Administrators can use an LDAP (Lightweight Directory Access Protocol) server and a directory service, such as Microsoft's Active Directory.
Configuration workflow
If an LDAP server and directory service are used in the network, configuration works as follows:
- An administrator logs in to SANtricity Unified Manager with a user profile that includes Security admin
permissions.
Note: The admin user has full access to all functions in the system.
- The administrator enters the configuration settings for the LDAP server. Settings include the domain name, URL, and Bind account information.
- If the LDAP server uses a secure protocol (LDAPS), the administrator uploads a certificate authority (CA) certificate chain for authentication between the LDAP server and the host system where the Web Services Proxy is installed.
- After the server connection is established, the administrator maps the user groups to the local user roles. These roles are predefined and cannot be modified.
- The administrator tests the connection between the LDAP server and the Web Services Proxy.

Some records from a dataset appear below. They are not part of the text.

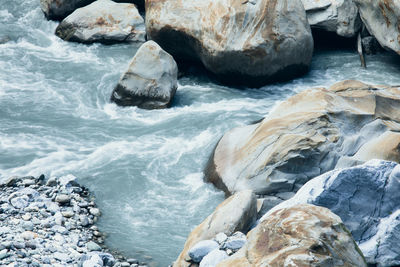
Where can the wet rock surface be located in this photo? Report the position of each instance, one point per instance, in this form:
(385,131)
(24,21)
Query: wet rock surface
(49,223)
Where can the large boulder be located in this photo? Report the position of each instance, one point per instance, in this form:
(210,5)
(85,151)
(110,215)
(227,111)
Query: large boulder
(303,235)
(338,16)
(150,81)
(249,42)
(307,135)
(103,21)
(381,17)
(236,213)
(59,9)
(367,199)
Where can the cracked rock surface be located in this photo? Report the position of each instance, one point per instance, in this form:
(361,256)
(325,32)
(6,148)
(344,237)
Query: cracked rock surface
(367,199)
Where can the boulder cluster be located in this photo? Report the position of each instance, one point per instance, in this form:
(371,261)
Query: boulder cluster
(52,223)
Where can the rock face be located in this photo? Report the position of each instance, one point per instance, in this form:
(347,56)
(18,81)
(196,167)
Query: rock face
(237,213)
(303,235)
(339,16)
(366,198)
(103,21)
(59,9)
(249,42)
(150,81)
(381,17)
(309,134)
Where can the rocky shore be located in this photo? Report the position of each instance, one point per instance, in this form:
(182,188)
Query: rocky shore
(52,223)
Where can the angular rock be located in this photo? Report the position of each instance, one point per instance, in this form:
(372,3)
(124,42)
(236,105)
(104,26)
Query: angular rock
(249,42)
(59,9)
(381,17)
(201,249)
(307,135)
(103,21)
(303,235)
(150,81)
(338,16)
(366,198)
(237,213)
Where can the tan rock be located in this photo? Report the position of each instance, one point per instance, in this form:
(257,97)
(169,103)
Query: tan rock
(303,235)
(307,135)
(237,213)
(251,41)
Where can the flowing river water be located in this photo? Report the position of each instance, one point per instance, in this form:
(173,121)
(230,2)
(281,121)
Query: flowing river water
(144,167)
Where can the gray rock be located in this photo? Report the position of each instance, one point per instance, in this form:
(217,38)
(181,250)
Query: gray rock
(201,249)
(92,246)
(366,198)
(213,258)
(381,19)
(150,81)
(338,16)
(103,21)
(252,42)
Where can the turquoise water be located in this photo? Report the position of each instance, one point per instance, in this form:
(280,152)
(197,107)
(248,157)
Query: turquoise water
(145,167)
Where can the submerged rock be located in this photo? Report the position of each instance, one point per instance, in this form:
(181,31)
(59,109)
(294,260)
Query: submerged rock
(150,81)
(338,16)
(381,17)
(249,42)
(59,9)
(366,198)
(237,213)
(302,235)
(307,135)
(103,21)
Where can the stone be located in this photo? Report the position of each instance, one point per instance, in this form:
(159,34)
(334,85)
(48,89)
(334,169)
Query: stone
(365,198)
(248,42)
(381,19)
(302,235)
(338,16)
(213,258)
(307,135)
(150,81)
(59,9)
(236,213)
(201,249)
(92,246)
(103,21)
(63,199)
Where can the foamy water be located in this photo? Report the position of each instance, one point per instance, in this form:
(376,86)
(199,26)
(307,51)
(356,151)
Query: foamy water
(145,167)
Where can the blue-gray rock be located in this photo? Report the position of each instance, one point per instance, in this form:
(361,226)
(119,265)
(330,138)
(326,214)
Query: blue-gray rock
(150,81)
(213,258)
(367,199)
(201,249)
(103,21)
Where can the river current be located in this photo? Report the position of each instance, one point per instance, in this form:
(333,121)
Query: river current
(144,167)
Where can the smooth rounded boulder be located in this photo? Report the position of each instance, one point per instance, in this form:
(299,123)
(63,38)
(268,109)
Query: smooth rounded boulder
(236,213)
(307,135)
(103,21)
(302,235)
(367,200)
(150,81)
(338,16)
(249,42)
(381,17)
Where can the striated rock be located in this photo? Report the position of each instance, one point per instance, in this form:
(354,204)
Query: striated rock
(250,42)
(237,213)
(381,17)
(150,81)
(338,16)
(366,198)
(302,235)
(59,9)
(103,21)
(307,135)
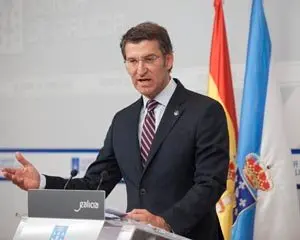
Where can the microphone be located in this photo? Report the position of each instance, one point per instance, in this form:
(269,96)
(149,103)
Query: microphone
(73,174)
(103,176)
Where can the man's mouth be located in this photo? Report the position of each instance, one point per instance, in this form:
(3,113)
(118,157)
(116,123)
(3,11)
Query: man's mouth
(144,79)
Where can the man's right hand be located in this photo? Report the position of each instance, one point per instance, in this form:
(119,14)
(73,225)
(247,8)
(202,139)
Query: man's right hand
(26,177)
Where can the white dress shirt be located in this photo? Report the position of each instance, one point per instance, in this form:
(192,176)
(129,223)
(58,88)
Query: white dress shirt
(162,98)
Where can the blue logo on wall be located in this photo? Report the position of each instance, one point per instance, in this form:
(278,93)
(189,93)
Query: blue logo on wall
(75,163)
(59,233)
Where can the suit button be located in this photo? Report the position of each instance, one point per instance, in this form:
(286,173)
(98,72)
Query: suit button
(143,191)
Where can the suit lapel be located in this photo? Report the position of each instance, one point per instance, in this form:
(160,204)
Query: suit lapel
(173,112)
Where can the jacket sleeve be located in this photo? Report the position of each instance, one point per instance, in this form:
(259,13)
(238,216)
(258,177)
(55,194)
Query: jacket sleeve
(211,167)
(104,161)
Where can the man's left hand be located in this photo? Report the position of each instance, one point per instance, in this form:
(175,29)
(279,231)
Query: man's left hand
(142,215)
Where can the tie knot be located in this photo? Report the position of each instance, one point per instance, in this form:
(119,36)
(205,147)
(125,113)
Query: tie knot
(151,105)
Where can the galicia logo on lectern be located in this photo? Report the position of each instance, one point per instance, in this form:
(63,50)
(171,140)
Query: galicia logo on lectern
(87,204)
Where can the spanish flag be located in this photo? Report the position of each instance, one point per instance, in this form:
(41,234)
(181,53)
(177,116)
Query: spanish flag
(220,88)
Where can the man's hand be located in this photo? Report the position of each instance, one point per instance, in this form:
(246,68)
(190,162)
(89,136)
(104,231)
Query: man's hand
(26,177)
(142,215)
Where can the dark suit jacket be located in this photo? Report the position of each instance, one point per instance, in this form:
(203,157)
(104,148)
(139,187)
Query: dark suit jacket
(187,167)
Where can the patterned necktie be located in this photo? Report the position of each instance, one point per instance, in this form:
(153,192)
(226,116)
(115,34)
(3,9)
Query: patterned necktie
(148,130)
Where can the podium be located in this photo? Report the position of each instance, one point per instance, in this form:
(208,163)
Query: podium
(79,215)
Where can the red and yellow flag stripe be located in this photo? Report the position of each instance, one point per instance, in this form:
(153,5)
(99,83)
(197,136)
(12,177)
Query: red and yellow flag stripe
(220,88)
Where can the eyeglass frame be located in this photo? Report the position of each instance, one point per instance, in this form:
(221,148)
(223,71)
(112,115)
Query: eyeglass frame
(148,60)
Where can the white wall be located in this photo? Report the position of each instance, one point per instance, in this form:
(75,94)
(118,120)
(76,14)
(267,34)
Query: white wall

- Users log in to the system with their assigned LDAP/Directory Services credentials.
Management
When using directory services for authentication, administrators can perform the following management tasks:
- Add a directory server.
- Edit directory server settings.
- Map LDAP users to local user roles.
- Remove a directory server.
- Change passwords.
- Set a minimum length for passwords.
- Allow users to log in without passwords.